Founder of BioLamina: Karl Tryggvason
A lifetime of research
BioLamina is built on a solid scientific foundation and our products are based on research performed by Professor Karl Tryggvason, a world leader in the field of basal lamina (basement membrane) research. He is interested in understanding the roles of the basal lamina in normal biology and development, its role in human diseases how its proteins such as laminins can find applications. Having cloned most of the human laminin chains, his experience, methods, and know-how for the production and purification of complex matrix proteins are unparalleled.
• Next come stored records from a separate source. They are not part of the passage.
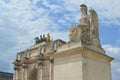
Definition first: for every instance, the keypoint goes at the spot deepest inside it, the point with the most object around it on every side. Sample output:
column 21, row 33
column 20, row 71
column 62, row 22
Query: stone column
column 16, row 73
column 24, row 72
column 51, row 70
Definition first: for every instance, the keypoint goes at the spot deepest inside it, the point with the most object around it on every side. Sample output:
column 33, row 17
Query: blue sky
column 22, row 20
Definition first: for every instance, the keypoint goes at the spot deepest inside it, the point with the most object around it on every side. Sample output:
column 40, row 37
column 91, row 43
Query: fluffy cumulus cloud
column 22, row 20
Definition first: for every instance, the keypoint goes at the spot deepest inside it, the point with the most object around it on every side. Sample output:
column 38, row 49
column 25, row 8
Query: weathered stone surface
column 82, row 58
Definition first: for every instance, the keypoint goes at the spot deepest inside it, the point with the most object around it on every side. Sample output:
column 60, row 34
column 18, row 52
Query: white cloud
column 106, row 9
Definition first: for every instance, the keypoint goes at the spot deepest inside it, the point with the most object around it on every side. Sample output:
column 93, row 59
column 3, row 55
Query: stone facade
column 82, row 58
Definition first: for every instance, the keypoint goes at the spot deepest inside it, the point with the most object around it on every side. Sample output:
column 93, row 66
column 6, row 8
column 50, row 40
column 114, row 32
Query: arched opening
column 33, row 74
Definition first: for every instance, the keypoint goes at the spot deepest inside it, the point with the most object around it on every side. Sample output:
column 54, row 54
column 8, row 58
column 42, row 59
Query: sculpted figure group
column 87, row 31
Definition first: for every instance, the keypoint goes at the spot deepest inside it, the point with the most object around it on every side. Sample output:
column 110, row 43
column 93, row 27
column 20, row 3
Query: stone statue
column 37, row 40
column 48, row 38
column 87, row 31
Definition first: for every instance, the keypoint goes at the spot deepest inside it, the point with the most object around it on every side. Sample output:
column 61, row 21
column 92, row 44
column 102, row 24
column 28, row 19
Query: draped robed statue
column 87, row 30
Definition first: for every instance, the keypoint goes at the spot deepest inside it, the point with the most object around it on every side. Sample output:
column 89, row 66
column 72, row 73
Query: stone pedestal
column 82, row 64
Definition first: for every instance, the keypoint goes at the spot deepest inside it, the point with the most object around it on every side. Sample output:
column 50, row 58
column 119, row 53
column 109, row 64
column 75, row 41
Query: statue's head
column 83, row 9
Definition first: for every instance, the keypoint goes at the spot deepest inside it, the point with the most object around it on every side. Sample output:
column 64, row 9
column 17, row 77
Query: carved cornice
column 70, row 52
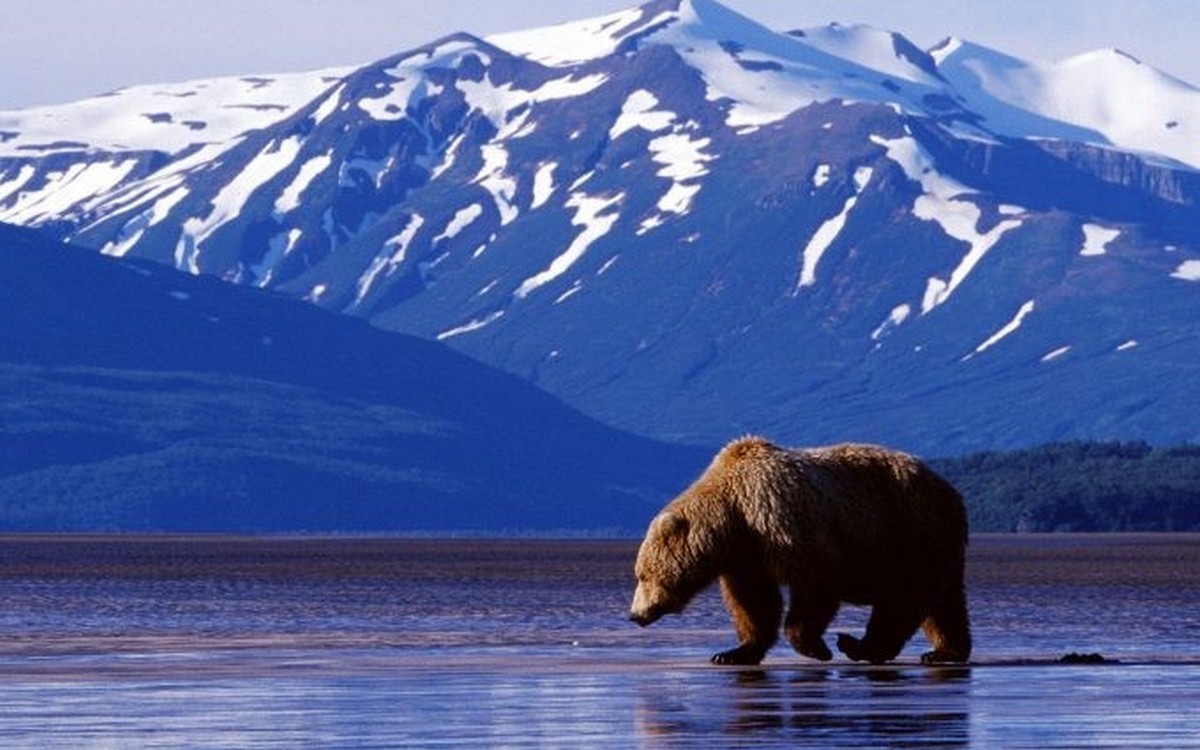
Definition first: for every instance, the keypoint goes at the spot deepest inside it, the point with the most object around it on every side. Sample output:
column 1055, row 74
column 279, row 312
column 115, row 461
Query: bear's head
column 671, row 569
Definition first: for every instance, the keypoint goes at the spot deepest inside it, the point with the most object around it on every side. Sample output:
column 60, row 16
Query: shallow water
column 147, row 642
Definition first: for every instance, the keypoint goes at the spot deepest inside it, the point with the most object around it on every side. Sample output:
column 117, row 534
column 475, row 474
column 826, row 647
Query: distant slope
column 690, row 226
column 1080, row 487
column 139, row 399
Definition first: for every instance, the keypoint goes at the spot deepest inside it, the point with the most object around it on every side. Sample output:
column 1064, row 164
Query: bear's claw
column 942, row 657
column 739, row 657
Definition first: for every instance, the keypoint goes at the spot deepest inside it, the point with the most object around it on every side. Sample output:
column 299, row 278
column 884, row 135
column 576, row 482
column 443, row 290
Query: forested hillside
column 1080, row 487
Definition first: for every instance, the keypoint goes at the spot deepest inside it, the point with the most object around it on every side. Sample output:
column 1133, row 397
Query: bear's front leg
column 756, row 606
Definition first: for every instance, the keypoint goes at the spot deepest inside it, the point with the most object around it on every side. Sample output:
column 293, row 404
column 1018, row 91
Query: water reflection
column 816, row 707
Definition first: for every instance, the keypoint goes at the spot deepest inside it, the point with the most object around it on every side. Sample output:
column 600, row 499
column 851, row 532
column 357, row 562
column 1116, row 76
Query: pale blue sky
column 55, row 51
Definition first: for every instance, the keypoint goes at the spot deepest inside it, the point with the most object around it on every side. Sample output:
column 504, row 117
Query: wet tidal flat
column 247, row 642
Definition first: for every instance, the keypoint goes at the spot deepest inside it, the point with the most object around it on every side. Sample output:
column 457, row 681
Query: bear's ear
column 672, row 523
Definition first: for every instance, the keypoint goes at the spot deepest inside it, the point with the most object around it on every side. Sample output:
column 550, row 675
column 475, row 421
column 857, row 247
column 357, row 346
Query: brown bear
column 855, row 523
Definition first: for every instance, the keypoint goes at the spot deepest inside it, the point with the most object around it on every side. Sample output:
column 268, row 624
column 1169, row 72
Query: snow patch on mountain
column 462, row 219
column 1097, row 239
column 472, row 325
column 135, row 228
column 1188, row 270
column 543, row 184
column 289, row 199
column 389, row 258
column 274, row 159
column 827, row 233
column 495, row 179
column 167, row 118
column 639, row 112
column 69, row 192
column 591, row 214
column 580, row 41
column 1104, row 97
column 1005, row 330
column 942, row 202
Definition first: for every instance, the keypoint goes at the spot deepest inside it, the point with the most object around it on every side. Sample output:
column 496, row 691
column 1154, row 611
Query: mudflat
column 252, row 642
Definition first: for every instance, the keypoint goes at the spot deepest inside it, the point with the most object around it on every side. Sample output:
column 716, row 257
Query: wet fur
column 855, row 523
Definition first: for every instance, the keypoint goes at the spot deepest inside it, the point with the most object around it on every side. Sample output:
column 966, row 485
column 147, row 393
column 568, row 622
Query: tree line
column 1080, row 487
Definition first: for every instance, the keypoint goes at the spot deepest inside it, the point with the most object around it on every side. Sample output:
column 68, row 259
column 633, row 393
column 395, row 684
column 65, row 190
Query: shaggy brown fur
column 855, row 523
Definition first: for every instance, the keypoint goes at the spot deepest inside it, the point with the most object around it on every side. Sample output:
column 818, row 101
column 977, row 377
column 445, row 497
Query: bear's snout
column 647, row 606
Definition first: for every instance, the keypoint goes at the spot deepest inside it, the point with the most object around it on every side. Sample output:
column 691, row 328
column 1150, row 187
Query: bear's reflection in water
column 850, row 707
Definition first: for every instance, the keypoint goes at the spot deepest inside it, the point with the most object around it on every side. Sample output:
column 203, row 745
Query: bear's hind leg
column 948, row 629
column 891, row 625
column 756, row 607
column 808, row 616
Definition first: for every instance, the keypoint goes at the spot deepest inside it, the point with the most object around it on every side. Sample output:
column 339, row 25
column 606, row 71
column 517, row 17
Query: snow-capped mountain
column 691, row 226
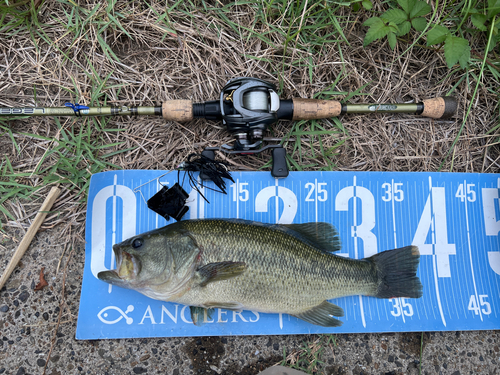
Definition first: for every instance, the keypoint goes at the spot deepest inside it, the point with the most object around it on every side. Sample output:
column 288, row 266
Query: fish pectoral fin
column 220, row 271
column 235, row 306
column 321, row 315
column 199, row 315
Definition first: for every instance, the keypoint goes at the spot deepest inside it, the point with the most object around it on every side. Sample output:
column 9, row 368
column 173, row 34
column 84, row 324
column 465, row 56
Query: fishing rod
column 247, row 107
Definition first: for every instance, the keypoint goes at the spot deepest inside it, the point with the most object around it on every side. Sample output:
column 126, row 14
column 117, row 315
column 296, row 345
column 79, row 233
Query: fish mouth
column 127, row 268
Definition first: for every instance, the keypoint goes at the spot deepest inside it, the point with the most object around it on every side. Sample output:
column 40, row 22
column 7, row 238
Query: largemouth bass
column 246, row 265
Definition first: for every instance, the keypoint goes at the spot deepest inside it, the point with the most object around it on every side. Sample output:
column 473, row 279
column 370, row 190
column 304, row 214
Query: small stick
column 28, row 237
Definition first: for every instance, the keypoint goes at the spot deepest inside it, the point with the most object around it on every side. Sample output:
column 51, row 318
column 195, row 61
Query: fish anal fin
column 235, row 306
column 220, row 271
column 321, row 315
column 200, row 315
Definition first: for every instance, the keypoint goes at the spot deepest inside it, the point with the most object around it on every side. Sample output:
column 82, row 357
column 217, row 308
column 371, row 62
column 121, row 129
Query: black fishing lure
column 210, row 170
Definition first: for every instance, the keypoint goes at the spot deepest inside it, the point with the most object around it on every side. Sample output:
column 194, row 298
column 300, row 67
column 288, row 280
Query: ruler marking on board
column 434, row 256
column 470, row 253
column 356, row 254
column 471, row 278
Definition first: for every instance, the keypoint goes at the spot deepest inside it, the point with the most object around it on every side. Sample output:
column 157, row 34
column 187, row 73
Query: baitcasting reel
column 247, row 106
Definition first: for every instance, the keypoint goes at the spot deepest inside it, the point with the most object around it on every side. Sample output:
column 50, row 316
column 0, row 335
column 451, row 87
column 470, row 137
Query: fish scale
column 246, row 265
column 283, row 273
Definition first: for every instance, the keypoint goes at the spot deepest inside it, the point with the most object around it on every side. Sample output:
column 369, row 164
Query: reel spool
column 247, row 107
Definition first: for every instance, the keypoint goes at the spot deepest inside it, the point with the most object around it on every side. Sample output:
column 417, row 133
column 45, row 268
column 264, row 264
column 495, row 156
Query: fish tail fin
column 397, row 273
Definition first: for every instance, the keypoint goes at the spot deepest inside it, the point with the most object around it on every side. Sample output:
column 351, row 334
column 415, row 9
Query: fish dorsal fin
column 321, row 315
column 219, row 271
column 322, row 236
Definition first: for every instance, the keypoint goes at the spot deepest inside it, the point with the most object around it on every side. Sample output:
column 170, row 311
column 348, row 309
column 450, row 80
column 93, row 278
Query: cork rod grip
column 177, row 110
column 441, row 107
column 311, row 109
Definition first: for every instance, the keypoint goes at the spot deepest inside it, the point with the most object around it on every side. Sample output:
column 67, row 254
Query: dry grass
column 101, row 53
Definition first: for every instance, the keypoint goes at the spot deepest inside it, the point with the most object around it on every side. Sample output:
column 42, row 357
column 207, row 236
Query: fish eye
column 138, row 242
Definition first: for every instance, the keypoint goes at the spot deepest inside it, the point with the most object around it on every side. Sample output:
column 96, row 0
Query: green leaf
column 371, row 21
column 367, row 4
column 377, row 30
column 395, row 15
column 392, row 40
column 404, row 28
column 419, row 23
column 456, row 50
column 421, row 8
column 493, row 8
column 478, row 21
column 407, row 5
column 437, row 35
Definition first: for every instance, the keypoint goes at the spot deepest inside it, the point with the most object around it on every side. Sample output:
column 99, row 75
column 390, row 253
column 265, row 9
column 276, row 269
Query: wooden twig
column 28, row 237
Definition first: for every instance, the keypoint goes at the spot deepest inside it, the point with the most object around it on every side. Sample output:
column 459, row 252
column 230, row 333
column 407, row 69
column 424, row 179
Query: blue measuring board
column 453, row 218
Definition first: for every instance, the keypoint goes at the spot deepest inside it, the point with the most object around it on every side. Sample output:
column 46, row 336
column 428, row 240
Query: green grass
column 309, row 357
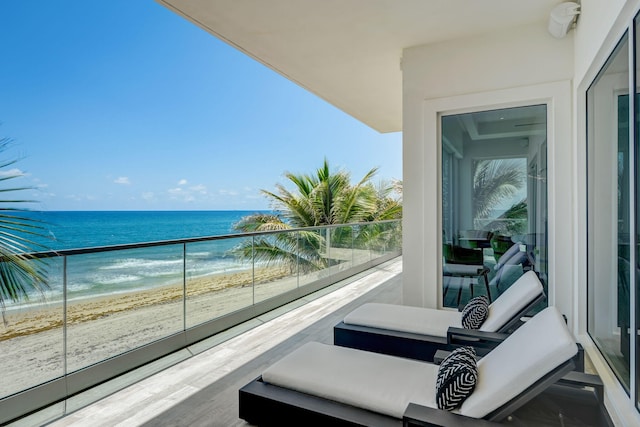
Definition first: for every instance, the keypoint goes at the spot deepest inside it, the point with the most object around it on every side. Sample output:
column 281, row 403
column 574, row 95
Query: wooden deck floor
column 203, row 390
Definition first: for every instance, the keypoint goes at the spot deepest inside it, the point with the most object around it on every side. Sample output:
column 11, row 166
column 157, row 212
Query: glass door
column 494, row 200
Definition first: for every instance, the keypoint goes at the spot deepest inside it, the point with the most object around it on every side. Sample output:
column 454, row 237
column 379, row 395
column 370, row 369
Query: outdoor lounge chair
column 417, row 333
column 319, row 384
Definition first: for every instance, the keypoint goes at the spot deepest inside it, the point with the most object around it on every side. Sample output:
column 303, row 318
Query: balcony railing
column 112, row 309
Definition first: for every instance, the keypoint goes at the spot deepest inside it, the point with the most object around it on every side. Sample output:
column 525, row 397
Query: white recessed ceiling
column 348, row 52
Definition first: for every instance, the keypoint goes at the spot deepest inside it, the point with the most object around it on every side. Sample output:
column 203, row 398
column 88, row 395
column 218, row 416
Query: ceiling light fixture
column 562, row 18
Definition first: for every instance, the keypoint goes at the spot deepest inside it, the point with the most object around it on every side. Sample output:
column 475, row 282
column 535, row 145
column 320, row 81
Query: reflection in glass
column 494, row 200
column 609, row 203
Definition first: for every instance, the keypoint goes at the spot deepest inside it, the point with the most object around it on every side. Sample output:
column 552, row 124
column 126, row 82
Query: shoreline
column 46, row 316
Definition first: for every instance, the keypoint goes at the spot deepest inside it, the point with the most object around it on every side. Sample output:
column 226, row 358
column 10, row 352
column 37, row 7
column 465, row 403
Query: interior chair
column 466, row 265
column 319, row 384
column 417, row 332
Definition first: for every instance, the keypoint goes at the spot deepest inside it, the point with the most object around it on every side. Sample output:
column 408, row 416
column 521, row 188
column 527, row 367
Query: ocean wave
column 126, row 263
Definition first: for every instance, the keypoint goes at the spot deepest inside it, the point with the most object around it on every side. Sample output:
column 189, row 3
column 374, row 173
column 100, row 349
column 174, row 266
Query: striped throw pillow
column 457, row 378
column 475, row 312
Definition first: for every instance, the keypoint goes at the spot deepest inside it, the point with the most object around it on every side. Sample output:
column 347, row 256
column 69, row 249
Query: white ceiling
column 348, row 52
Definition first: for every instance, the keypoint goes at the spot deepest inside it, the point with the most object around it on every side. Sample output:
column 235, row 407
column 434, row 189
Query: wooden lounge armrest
column 474, row 338
column 418, row 416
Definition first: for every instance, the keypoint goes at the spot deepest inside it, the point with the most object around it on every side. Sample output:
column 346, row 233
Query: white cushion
column 520, row 294
column 377, row 382
column 417, row 320
column 529, row 353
This knowledge has been transferred to BioLamina as a direct consequence of requests of scientists around the world to test the various unique human recombinant laminins in their laboratories for answering specific research questions. Due to a large number of requests, it became obvious that it was impossible for a research laboratory to fulfill the human recombinant laminin need of the world’s research community. Therefore, Karl co-founded BioLamina with his son Dr. Kristian Tryggvason in 2008 since he believes these tools are a necessity for biologically relevant cell biology research and applications.
Karl is a native of Iceland, which has formed the basis of his personality. Raised on an island with darkness half of the year and with an average temperature just above freezing both winter and summer makes people stubborn, strong, and ready to take on any challenge. Ambitious as he is, he left Iceland already after high school to study medicine. Only a year later he got fascinated about science and started working on his Ph.D. on extracellular proteins.
Medicine was rapidly left behind when solving scientific problems became his passion. However, the doctor in him has always coupled his scientific questions with medical problems. He has, for instance, solved the genetic causes of two kidney diseases, one type of muscular dystrophy, and a severe skin blistering disease. His studies on kidney diseases helped him elucidate how the kidney filter functions. Dr. Tryggvason has stayed faithful to the extracellular matrix, but since it affects almost all organs and tissues, he has opened several new fields of research. The reason for this is partly curiosity and serendipity, but also the ability to connect the dots and not discard odd results, but use them as a stepping stone to solving novel problems.
Part of Dr. Tryggvason’s success in science is the ability to see the big picture while at the same time being very detail-oriented. Everything he does, he does well and demands that of others. With his research group of hungry and talented scientists, he has always been at the forefront of using new techniques that have given him an edge in solving novel problems.
Karl Tryggvason
Current appointment
2013- Tanato Professor of Diabetes Research, Duke-NUS, Singapore
2017- Professor of Medicine, Division of Nephrology, Department of Medicine, Duke University, North Carolina, USA
1994- Professor at Division of Matrix Biology, Karolinska Institutet, Stockholm
Education
1975 MD, University of Oulu, Finland
1977 Ph.D., Medicine, University of Oulu, Finland
Scientific awards
Icelandic Science Foundation, award
Kaitera Prize, Finland, 1995;
Anders Jahre Prize in Medicine, Oslo, Norway, 1998; Honorary Professor, Beijing Medical University, 1999; Homer -Smith Award, American Society of Nephrology, 2000; Honorary Doctor, University of Iceland, 2001; Louis -Jeantet Prize in Medicine, Geneva, Switzerland, 2002;
Nils Alwall Prize, International Society of Blood Purification, 2009.
Entrepreneurship
Co-founder, BioStratum Inc, USA, 1994;
Co-founder, NephroGenex Inc, USA, 2007;
Founder, BioLamina AB, Sweden, 2008;
Co -founder, ScaraTech Medical AB, Sweden, 2011.
In numbers
150+ talk and keynote speaker invitations to international conferences
42+ supervised PhD theses
300+ articles, many of them in top-tier publications like Nature, Science, and Cell
50 000+ citations, one of the most cited scientists at the Karolinska Institute
122 H-index
75+ review articles and book chapters
30+ patents
“The laminins are transforming cell biology. For millions of years, nature has developed laminins for cell adhesion and for providing outside-in signals that support phenotypes and cell survival. By using biologically relevant laminins in cell culture matrices one can create proper cell culture niches for better science and clinical translation.”